The US S&P 500 continues to push against resistance. Last week it did so on three occasions but failed to break topside. Similar resistance is impacting the Dow Industrials.

Without going into too much detail, support and resistance levels are not just lines that technical analysts like to draw on a page. They actually represent levels of supply and demand, and are a reflection of investor psychology.

So when support or resistance levels fail, it represents a change in investor sentiment. That is why old resistance levels can often become support, and old support levels become resistance.

That is a relatively simple explanation and as we know support and resistance levels are often broken only to be followed by a quick reversal, creating what is known as a "false break".

As I have noted in recent reports, there has been a false break in the All Ords in every April/May period since 2010. This preceded each corrective phase.

In the current instance, as I pointed out last week, the All Ords has made a few attempts to break topside (in February/March and on two occasions in April) but these failed breakouts have not led to declines of any significance, so to-date the market has actually held up far better than on those other occasions.

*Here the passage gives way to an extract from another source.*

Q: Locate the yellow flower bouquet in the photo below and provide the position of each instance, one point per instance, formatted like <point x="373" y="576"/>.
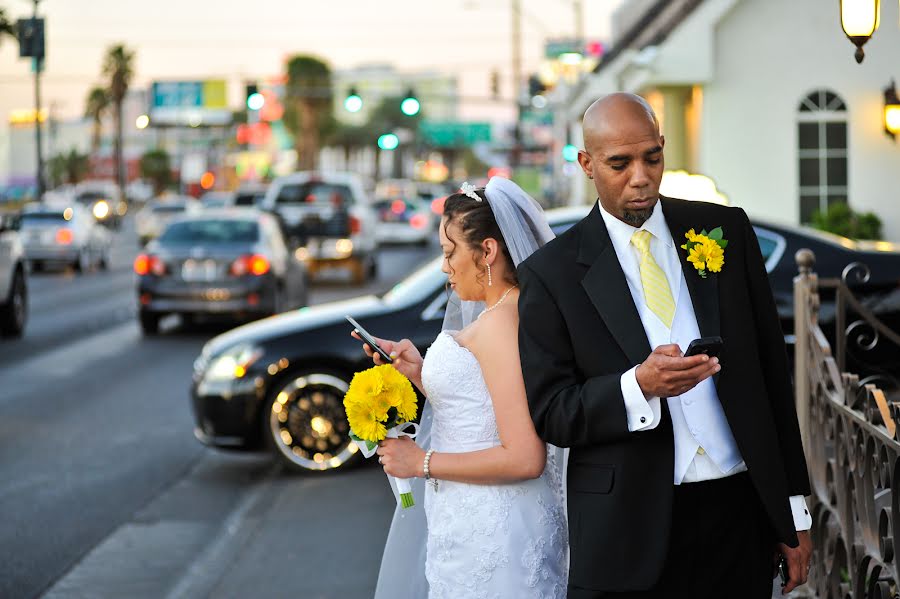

And if we take a close look at the US market, we can see that after the false breakout in early April and the daily key reversal that followed on the 4th, the S&P 500 picked up support in mid-April and pushed quickly up to resistance again.

It has been battering against this resistance since 22 April and has not yet given up.

Sometimes it is the way prices act as they near these resistance levels that will give some guidance as to the future movements.

If we think about the psychology of this, I would think that in the current instance, in the US, there is an even tug-of-war between the bulls and the bears, with neither side prepared to give in just yet.

Obviously, there are some problems outside these major indices and there are some warning signals, but this resilience as resistance is tested time and time again suggests that if it is finally convincingly broken, it could unleash a quick and sharp move to the upside.

I don't think there is evidence to suggest that scenario at this stage, but it is always wise to look for evidence to suggest that your view is coming under threat, rather than simply looking for actions to support your existing view.

This helps reduce what behavioural psychologists call confirmation bias. Wikipedia describes confirmation bias as: "The tendency of people to favour information that confirms their beliefs or hypotheses."

"People display this bias when they gather or remember information selectively, or when they interpret it in a biased way ... people also tend to interpret ambiguous evidence as supporting their existing position."